Friday 23 April 2004
Trypanosoma cruzi is endemic in Central and South America with 16-18 million infected persons and 100 million persons living in conditions at risk of infection.
Persons become infected by the deposition of trypanosome-contaminated feces by infested triatomid bugs and its subsequent autoinoculation into the dermis or onto mucous membranes (e.g., the conjunctiva, where inflammation may be recognized as Romaña sign).
Other modes of infection include infected blood transfusions and mother-to-fetus. Trypanosoma cruzi is maintained in natural cycles involving more than 100 species of wild and domestic mammals including opossums, dogs, wood rats, armadillos, raccoons, and cats from the southern US to central Argentina.
Infected animals maintain lifelong parasitemia, an enormous reservoir of the agent. Mainly known as a chronic infection, Chagas’ disease can cause a lethal disease, particularly in infants and young childern, ususally owing to acute myocarditis and more rarely meningoencephalitis. There have been five patients with autochthonous Chagas’ disease diagnosed in the US, four of whom were children ages 2-3 weeks to 18 months.
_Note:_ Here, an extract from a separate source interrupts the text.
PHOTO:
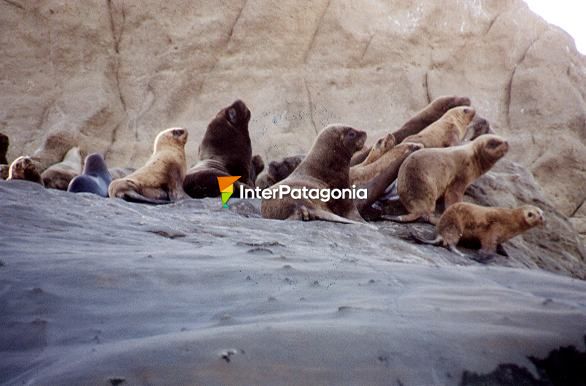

The definitive diagnosis of American trypanosomiasis is made by identifying the protozoal parasites. Highly motile circulating trypomastigotes can frequently be detected in a wet preparation of anticoagulated blood or buffy coat or in a Giemsa-stained smear.
In immunocompromised patients including those with AIDS, the diagnosis of acute Chagas’ disease may be facilitated by microscopic examination of bone marrow, lymph node aspirate, CSF, or pericardial fluid.
Cultivation in special liquid medium or xenodiagnosis, although not widely available and requiring weeks to complete, are more sensitive than microscopy. Polymerase chain reaction detection of trypanosomal DNA is highly sensitive and specific if performed properly.
Chagas disease (american trypanosomiasis)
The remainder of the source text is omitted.